Dozens of Ferguson residents used the council's public-comment period to urge the city to continue funding work required by its consent decree and to oppose cutting the salary of the city's consent-decree coordinator.
The comments followed a status hearing in federal court earlier in the day in which attorneys, the monitor and the judge reviewed progress, residents said; speakers reported the judge and U.S. Department of Justice representatives praised the city's recent work. Residents repeatedly asked the council not to divert consent-decree funds to other priorities.
Speakers described the status hearing as a public reaffirmation of the city's legal obligations under the consent decree and said cutting staff or dollars could slow the reforms. Cassandra Butler, a Ward 2 resident, told the council, "If your goal is to speed up the activity needed to complete the consent decree sooner, then one needs to allocate more money, not less." Fran Griffin told the council the judge warned, "if you go against the consent decree, you will be in contempt."
Other speakers praised Patricia Washington, identified in public comments as the city's consent-decree coordinator.
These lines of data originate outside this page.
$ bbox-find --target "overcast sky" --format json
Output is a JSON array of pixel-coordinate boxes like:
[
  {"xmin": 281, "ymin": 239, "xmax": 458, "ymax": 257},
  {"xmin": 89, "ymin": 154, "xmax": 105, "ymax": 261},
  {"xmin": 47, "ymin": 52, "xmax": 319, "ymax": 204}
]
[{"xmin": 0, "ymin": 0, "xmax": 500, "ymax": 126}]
Mildred Clines said Washington is serving in two roles and urged the council not to cut her pay: "She's doing the work of two people, and they're wanting to cut what she's making. That's crazy." Several speakers said they had attended the status hearing and that the monitor and DOJ had commended the city's recent progress.
Tiffany Ellis read a petition from the Ferguson Neighborhood Police Steering Committee with more than 70 signatures asking the city to fully fund the consent-decree work. Cassandra Butler and other speakers said failing to budget sufficient staff or contractor support would likely lengthen the implementation timeline and could increase legal or litigation costs for the city.
The mayor closed public comment by referring allegations from business owners that they had been harassed to the city manager for investigation; no formal budget action or vote on consent-decree funding took place during the meeting.
Council members did not adopt any motion to change funding at the meeting; residents and community groups asked the council to maintain or increase resources to finish the court-ordered reforms.
The council did not take a formal vote on the consent decree at this meeting. The city manager was directed to review and respond to public complaints about alleged targeting of Black-owned businesses mentioned during public comment.